I tested Sanity's search APIs on a real LLM pipeline. Not what I expected.

The setup

I needed a corpus for an LLM retrieval experiment. The questions: given a user query, can the system retrieve the right documents, and can an LLM answer accurately from them?

I already had structured content in Sanity: B2B SaaS documentation, the kind with clear document boundaries and well-defined fields. The question was whether I could use Sanity itself as the retrieval backend, or whether I would need to pipe everything into a dedicated vector store.

I decided to test it before assuming the answer.

What Sanity’s embeddings index actually does

Sanity has a first-party embeddings index feature. You configure it against a dataset, define which document types and fields to index, and it handles the rest: chunking, embedding, and exposing a semantic search endpoint.

No separate vector DB. No sync job to maintain. The index stays current automatically.

Querying it looks like this:

const results = await client.fetch(
  `*[_type == "post"] | score(pt::text(body) match $query) | order(score desc) [0...5]`,
  { query: "pricing plans for enterprise customers" }
)

Or, using the dedicated semantic endpoint:

const results = await client.request({
  url: `/vX/embeddings-index/search/${indexName}`,
  method: "POST",
  body: { query: "pricing plans for enterprise customers", maxResults: 5 },
})

The second form returns document IDs and similarity scores. You can then fetch the full documents with a follow-up GROQ query, filtering by _id.

The hybrid pattern

The part that worked better than expected: combining semantic search with GROQ filters.

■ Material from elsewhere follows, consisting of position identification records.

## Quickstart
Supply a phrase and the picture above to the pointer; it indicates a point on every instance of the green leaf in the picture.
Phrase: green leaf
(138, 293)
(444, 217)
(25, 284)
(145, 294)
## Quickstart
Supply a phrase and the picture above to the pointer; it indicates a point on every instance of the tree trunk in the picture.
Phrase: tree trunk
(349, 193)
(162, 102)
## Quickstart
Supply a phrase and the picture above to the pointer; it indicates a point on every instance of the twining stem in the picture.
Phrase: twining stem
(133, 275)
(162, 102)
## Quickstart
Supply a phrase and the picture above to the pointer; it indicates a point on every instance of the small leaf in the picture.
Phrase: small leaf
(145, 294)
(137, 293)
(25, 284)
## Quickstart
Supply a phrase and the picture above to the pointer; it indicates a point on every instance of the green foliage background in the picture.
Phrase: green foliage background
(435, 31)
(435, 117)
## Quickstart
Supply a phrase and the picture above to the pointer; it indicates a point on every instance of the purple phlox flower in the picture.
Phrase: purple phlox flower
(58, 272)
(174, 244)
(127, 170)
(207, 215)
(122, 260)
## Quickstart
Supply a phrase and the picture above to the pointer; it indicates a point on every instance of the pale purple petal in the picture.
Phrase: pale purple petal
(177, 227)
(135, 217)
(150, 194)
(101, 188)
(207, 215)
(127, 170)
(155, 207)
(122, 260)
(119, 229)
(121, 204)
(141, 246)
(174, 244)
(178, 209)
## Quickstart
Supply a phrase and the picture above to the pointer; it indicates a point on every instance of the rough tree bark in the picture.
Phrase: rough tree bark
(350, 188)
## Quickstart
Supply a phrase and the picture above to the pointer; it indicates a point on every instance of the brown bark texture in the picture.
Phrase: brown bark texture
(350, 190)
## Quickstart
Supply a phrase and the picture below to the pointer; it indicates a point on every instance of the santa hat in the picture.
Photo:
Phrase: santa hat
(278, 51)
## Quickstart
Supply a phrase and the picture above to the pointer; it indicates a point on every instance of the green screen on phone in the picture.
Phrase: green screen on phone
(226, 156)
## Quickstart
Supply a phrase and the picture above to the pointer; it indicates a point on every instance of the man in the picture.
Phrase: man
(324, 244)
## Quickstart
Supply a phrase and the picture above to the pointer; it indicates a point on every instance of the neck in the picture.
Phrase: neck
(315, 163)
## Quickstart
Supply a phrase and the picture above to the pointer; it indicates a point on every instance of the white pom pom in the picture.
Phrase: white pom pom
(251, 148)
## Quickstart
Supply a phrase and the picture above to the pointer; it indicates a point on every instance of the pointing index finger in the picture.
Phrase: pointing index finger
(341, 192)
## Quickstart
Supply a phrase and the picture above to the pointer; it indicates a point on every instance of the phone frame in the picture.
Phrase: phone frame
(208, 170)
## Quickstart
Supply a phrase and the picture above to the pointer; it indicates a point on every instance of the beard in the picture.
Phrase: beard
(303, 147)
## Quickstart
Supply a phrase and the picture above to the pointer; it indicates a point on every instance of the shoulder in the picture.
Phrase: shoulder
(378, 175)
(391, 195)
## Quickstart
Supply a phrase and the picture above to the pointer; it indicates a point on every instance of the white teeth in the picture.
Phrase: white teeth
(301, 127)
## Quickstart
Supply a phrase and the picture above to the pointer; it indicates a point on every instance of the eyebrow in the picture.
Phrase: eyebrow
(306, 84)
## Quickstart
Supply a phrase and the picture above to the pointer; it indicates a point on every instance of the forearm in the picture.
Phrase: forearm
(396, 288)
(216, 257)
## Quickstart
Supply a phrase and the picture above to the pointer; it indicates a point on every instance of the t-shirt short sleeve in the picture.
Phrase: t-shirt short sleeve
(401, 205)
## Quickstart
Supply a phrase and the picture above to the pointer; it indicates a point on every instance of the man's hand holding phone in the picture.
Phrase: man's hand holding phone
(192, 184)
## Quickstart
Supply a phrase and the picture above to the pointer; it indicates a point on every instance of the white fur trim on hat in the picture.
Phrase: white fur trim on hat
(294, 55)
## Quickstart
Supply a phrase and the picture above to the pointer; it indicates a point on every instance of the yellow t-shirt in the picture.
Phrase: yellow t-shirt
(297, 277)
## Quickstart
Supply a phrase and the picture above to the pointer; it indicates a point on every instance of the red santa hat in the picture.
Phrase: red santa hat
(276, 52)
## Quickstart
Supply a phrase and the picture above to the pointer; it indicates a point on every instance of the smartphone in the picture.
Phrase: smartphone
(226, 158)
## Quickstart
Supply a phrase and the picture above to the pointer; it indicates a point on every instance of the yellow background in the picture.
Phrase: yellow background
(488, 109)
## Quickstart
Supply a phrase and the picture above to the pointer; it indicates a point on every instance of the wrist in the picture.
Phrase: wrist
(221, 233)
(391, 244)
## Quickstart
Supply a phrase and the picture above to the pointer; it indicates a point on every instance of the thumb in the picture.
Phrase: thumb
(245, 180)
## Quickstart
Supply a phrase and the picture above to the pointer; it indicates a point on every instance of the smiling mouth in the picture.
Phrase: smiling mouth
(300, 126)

Semantic search finds the right meaning. GROQ filters to the right scope: specific document types, date ranges, publication status.

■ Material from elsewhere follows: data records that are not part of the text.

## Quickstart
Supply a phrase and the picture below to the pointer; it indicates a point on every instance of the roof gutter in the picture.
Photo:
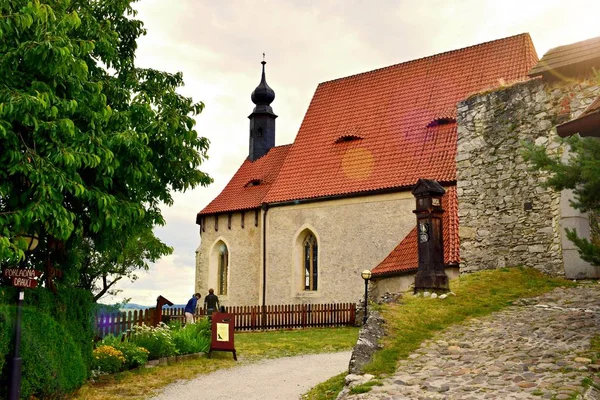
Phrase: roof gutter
(351, 195)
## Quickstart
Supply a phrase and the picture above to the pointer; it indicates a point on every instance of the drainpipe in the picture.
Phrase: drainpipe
(265, 208)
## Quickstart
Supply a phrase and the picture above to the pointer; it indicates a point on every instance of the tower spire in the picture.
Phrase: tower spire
(262, 119)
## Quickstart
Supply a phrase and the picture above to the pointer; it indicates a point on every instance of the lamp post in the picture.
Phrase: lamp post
(366, 275)
(16, 363)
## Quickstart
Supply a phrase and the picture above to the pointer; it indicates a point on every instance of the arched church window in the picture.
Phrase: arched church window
(223, 268)
(311, 262)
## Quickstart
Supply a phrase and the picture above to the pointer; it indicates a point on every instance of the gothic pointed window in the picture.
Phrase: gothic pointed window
(223, 269)
(311, 262)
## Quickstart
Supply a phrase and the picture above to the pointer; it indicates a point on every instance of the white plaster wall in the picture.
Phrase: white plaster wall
(244, 246)
(353, 234)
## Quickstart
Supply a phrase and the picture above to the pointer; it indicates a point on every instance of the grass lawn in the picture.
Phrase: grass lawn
(250, 347)
(416, 319)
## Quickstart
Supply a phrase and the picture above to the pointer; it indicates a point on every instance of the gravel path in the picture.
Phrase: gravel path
(538, 349)
(278, 379)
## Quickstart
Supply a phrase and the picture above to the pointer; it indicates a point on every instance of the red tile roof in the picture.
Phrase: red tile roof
(572, 58)
(391, 108)
(240, 193)
(404, 258)
(402, 120)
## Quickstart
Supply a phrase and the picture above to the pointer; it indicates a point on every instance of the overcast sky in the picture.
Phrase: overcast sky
(218, 46)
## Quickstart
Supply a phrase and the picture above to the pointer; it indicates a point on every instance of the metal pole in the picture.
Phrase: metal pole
(366, 300)
(14, 390)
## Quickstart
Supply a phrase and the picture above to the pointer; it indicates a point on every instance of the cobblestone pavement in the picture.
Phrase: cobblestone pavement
(536, 349)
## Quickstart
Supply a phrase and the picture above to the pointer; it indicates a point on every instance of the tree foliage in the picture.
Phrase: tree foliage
(91, 145)
(581, 173)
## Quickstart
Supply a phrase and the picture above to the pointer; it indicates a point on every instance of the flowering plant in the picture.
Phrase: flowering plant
(157, 340)
(135, 356)
(107, 360)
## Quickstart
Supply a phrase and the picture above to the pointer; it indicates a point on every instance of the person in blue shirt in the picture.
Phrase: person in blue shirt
(190, 308)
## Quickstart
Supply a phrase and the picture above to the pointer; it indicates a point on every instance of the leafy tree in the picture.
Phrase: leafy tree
(581, 173)
(91, 145)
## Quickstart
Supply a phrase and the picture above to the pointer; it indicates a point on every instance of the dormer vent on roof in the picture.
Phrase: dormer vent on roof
(262, 119)
(253, 182)
(348, 138)
(441, 121)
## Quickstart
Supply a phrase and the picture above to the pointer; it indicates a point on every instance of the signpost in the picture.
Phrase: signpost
(24, 278)
(222, 333)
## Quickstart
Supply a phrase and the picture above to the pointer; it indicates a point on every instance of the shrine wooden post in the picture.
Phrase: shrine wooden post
(431, 274)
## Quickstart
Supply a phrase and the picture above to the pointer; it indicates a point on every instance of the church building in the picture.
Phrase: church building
(298, 223)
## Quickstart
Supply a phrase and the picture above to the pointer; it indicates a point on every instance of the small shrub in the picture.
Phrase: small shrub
(157, 340)
(53, 365)
(135, 356)
(193, 338)
(107, 359)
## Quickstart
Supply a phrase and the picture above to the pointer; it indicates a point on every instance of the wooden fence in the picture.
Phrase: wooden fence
(247, 318)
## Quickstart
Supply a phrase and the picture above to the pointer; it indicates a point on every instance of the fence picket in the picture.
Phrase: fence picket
(247, 318)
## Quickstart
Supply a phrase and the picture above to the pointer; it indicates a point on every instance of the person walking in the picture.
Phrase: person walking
(190, 308)
(211, 302)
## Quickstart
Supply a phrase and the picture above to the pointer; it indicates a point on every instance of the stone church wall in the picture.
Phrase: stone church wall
(507, 217)
(353, 234)
(244, 246)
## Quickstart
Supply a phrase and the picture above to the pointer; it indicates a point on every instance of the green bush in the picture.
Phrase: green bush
(157, 340)
(107, 360)
(70, 307)
(52, 362)
(5, 335)
(193, 338)
(135, 356)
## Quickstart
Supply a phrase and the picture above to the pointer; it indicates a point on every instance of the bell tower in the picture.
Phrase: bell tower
(262, 119)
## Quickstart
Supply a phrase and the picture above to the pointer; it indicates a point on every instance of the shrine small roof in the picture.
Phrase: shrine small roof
(587, 124)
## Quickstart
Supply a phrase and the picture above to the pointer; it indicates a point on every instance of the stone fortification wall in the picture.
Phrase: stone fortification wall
(507, 217)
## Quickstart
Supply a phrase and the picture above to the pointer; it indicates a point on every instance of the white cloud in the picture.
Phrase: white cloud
(218, 46)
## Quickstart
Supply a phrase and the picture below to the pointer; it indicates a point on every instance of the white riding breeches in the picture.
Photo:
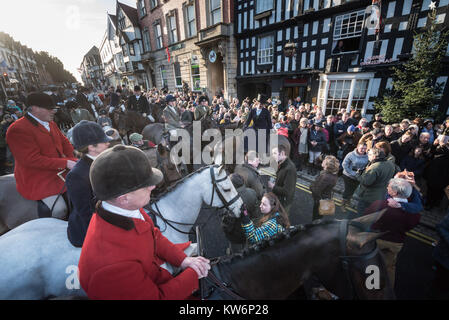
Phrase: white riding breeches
(60, 210)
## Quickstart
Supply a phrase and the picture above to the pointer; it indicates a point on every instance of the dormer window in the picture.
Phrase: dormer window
(121, 20)
(348, 32)
(141, 7)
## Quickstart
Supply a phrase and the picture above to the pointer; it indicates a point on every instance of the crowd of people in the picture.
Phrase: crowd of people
(401, 167)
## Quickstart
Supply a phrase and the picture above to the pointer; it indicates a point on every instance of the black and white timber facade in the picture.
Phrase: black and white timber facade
(339, 62)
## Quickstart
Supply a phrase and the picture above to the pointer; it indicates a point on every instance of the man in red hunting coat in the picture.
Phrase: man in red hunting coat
(40, 151)
(122, 251)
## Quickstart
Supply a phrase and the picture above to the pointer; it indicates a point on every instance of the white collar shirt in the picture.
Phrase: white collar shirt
(44, 123)
(134, 214)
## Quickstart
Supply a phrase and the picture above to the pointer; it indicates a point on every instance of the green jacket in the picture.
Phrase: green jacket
(250, 200)
(81, 114)
(251, 178)
(374, 181)
(284, 188)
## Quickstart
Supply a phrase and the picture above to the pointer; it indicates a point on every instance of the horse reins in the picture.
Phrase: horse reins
(215, 188)
(226, 203)
(216, 282)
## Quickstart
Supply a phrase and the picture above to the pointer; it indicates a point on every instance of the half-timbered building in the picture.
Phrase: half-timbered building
(326, 51)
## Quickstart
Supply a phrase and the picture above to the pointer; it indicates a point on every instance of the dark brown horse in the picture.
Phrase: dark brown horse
(341, 254)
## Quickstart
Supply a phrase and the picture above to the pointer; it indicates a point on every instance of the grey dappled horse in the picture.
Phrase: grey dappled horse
(38, 261)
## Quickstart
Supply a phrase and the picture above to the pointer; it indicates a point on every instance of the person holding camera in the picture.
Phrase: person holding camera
(355, 161)
(374, 180)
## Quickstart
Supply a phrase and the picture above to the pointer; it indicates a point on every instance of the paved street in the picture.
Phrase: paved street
(414, 267)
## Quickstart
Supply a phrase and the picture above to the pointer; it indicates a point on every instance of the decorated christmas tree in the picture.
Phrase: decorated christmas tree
(415, 92)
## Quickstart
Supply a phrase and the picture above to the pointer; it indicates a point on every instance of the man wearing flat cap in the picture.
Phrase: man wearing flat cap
(82, 99)
(90, 140)
(139, 103)
(261, 119)
(121, 254)
(172, 114)
(202, 109)
(41, 151)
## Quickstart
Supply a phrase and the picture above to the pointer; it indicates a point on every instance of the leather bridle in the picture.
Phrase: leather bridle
(215, 189)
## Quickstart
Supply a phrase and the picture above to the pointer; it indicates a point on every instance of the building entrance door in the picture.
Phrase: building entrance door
(215, 75)
(291, 93)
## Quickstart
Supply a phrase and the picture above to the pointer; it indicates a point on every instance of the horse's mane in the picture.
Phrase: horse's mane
(265, 244)
(177, 184)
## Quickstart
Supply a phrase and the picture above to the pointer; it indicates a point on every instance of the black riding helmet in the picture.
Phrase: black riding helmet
(121, 170)
(87, 133)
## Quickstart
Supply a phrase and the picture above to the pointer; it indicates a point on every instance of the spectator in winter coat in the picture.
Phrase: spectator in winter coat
(322, 186)
(89, 139)
(342, 125)
(317, 140)
(284, 187)
(395, 222)
(428, 127)
(401, 147)
(354, 161)
(347, 141)
(414, 162)
(274, 219)
(374, 180)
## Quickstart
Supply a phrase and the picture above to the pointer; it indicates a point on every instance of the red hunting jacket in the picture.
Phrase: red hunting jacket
(120, 261)
(39, 155)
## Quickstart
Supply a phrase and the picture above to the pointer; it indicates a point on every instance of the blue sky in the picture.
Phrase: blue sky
(66, 29)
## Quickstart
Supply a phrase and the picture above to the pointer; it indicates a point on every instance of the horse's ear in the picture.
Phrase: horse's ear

In practice, the pipeline was:

Run semantic search to get candidate _id values.
Run a GROQ query: *[_id in $ids && _type == "article" && !(_id in path("drafts.**"))]
Pass the filtered documents to the LLM as grounding context.

This keeps the retrieval fast and the context clean. Semantic search handles ambiguity; GROQ handles policy.

The thing I had not considered

Every Sanity document carries _id and _rev.

_rev is the revision hash. It encodes exactly which version of a document the model saw at retrieval time. If the document was edited between retrieval and the user reading the answer, the mismatch is detectable.

For an audit layer, this is genuinely useful. You can record which document IDs and revisions were in the context at inference time, and trace any answer back to a specific snapshot of the corpus.

Most vector stores do not give you this for free. You have to bolt it on.

What did not work as expected

The semantic search is accurate enough for well-structured content. For short or ambiguous queries it sometimes retrieved loosely related documents; you can see why the embedding matched, but the content was not actually useful.

Lexical grounding (word overlap between the answer and the retrieved content) also turned out to be a weak signal for hallucination detection. But that is a separate problem, and a separate post.

Verdict

If you already have content in Sanity and need a retrieval layer for an LLM feature, the embeddings index is worth testing before reaching for a dedicated vector store. The hybrid GROQ + semantic pattern is practical. The _id/_rev provenance is the most underrated part of the whole stack.

A CMS with a working semantic search API, structured provenance, and a composable query layer is more than I expected going in.